I don't understand the explanation in the book and why the final answer looks the way it does. I know I am supposed to factor and it will equal to $(x^3(1+x+\cdots+x^4))^7$. But after that, I am really confused about what happens. Can someone explain this problem step by step. Thank you!

Answer 1

A strategy for solving problems like this one is to try to rewrite the expression as the quotient of a polynomial in $x$ and some power of $1-x$. You can then use either Newton’s generalized binomial theorem or the identity $${1\over(1-s)^{k+1}} = \sum_{n=0}^\infty \binom{n+k}k s^n$$ to expand the denominator as a power series and write the coefficient that you seek as a linear combination of a small number of binomial coefficients.

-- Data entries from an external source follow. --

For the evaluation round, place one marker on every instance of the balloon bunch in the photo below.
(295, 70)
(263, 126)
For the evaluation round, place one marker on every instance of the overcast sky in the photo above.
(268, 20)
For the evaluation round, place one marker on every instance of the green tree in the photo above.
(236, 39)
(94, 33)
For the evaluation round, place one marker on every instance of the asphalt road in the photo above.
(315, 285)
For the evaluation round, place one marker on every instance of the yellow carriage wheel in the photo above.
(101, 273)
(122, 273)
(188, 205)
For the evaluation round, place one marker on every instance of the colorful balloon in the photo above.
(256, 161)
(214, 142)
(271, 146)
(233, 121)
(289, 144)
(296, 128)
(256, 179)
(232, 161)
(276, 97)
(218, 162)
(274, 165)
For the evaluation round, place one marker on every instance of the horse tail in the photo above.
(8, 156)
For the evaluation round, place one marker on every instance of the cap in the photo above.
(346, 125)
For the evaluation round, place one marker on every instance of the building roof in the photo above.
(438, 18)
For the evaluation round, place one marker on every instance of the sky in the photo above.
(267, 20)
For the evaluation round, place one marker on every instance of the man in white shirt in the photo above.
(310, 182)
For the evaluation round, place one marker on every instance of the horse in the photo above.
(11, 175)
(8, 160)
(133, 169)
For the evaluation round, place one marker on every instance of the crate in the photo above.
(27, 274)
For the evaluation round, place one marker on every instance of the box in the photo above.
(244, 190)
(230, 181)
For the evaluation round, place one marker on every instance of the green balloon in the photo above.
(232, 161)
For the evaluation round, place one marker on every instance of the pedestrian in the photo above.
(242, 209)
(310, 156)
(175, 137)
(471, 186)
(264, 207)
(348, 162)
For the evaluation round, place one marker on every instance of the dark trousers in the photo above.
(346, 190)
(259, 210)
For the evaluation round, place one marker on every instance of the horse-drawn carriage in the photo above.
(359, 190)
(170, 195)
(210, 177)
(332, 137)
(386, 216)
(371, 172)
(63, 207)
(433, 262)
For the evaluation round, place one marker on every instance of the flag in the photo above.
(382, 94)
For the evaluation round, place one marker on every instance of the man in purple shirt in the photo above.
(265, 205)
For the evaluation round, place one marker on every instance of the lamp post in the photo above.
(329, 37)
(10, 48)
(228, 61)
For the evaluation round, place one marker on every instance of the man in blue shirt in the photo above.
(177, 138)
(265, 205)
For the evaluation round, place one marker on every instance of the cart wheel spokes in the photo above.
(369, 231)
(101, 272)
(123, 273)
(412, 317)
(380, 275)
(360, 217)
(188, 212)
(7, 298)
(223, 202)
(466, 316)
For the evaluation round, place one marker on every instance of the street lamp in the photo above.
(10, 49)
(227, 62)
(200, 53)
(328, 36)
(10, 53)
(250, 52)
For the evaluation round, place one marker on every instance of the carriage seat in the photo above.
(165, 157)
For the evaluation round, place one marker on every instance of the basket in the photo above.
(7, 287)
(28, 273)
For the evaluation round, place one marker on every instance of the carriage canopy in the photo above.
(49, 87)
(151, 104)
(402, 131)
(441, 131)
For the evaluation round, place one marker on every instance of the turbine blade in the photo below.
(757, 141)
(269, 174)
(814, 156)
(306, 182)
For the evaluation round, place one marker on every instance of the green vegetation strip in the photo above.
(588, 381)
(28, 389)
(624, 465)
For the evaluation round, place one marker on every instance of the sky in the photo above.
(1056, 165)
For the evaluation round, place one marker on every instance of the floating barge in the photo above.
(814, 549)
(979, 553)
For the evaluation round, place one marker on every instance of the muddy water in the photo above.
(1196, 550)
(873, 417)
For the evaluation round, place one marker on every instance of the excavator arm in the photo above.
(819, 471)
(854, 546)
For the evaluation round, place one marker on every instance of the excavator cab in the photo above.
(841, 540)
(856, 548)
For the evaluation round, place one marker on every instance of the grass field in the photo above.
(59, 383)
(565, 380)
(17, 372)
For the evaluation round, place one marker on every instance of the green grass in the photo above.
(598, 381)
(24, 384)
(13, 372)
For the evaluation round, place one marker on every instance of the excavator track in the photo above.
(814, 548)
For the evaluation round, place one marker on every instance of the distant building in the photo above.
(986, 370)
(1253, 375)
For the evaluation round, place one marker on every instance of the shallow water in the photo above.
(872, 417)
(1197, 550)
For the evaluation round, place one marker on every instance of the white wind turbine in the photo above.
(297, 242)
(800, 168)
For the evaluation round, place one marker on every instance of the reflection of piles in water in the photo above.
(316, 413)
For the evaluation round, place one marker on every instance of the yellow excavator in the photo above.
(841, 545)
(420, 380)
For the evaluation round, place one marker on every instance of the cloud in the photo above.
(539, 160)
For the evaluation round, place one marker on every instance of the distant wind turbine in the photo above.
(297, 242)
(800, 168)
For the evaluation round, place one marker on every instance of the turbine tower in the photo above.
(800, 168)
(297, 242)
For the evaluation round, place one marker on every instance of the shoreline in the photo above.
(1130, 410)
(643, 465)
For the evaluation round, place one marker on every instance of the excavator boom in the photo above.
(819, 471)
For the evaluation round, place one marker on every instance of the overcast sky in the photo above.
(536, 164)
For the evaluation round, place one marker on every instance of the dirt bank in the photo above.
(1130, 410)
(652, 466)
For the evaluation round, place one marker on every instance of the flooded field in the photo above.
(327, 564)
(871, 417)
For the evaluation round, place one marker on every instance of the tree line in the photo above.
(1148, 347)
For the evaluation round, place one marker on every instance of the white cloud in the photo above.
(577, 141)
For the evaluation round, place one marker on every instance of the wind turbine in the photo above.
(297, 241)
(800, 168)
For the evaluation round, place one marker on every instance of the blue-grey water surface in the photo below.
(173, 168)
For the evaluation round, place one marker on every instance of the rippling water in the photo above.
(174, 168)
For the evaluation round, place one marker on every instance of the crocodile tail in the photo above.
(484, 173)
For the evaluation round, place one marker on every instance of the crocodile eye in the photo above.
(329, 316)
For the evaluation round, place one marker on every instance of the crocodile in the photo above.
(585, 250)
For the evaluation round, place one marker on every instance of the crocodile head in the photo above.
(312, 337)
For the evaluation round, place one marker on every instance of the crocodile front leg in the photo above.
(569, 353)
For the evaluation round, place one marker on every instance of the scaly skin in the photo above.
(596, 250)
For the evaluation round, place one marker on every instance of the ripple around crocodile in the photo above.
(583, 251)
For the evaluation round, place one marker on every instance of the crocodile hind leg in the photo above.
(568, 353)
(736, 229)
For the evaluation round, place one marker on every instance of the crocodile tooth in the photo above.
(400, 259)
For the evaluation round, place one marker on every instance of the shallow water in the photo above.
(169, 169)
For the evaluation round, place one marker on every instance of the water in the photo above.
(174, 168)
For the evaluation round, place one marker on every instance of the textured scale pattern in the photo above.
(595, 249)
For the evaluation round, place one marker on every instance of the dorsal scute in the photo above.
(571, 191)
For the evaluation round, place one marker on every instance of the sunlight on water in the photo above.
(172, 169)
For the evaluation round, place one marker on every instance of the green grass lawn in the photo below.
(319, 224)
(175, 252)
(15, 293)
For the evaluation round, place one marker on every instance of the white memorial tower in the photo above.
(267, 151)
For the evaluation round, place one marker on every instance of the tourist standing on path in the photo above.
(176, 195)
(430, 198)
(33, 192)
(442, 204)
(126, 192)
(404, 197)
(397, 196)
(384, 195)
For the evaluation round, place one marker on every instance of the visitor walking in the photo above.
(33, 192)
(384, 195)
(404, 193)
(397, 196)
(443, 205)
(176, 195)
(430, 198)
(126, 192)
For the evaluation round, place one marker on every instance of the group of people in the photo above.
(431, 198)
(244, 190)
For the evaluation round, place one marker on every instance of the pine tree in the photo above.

Before plunging into the calculations, a handy bit of notation: $[x^n]f(x)$ stands for “the coefficient of $x^n$ in the power series for $f(x)$.” The brackets “absorb” powers of $x$, that is, $[x^n]x^mf(x) = [x^{n-m}]f(x)$. Basically, pulling out a factor of $x^m$ lets you reduce the exponent in the bracket—the coefficients are shifted down $m$ places in what remains. Diving right in, then,

$$\begin{align} [x^{32}](x^3+x^4+x^5+x^6+x^7)^7 &= [x^{32}]\left(x^3(1+x+x^2+x^3+x^4)\right)^7 \\ &= [x^{32}]x^{21}(1+x+x^2+x^3+x^4)^7 \\ &= [x^{11}](1+x+x^2+x^3+x^4)^7 \\ &= [x^{11}]\left({1-x^5 \over 1-x}\right)^7 \\ &= [x^{11}]{\binom70-\binom71x^5+\binom72x^{10}-\dots \over (1-x)^7} \\ &= \binom70[x^{11}]{1\over(1-x)^7} - \binom71[x^6]{1\over(1-x)^7} + \binom72[x]{1\over(1-x)^7} \\ &= \binom70\binom{17}6 - \binom71\binom{12}6 + \binom72\binom{7}6 \\ &= 6055.\end{align}$$

The absorption rule is used in lines 3 and 6. When expanding the numerator using the binomial theorem in line five, we can ignore all terms that involve powers of $x$ greater than $11$ since they won’t contribute anything to the final result.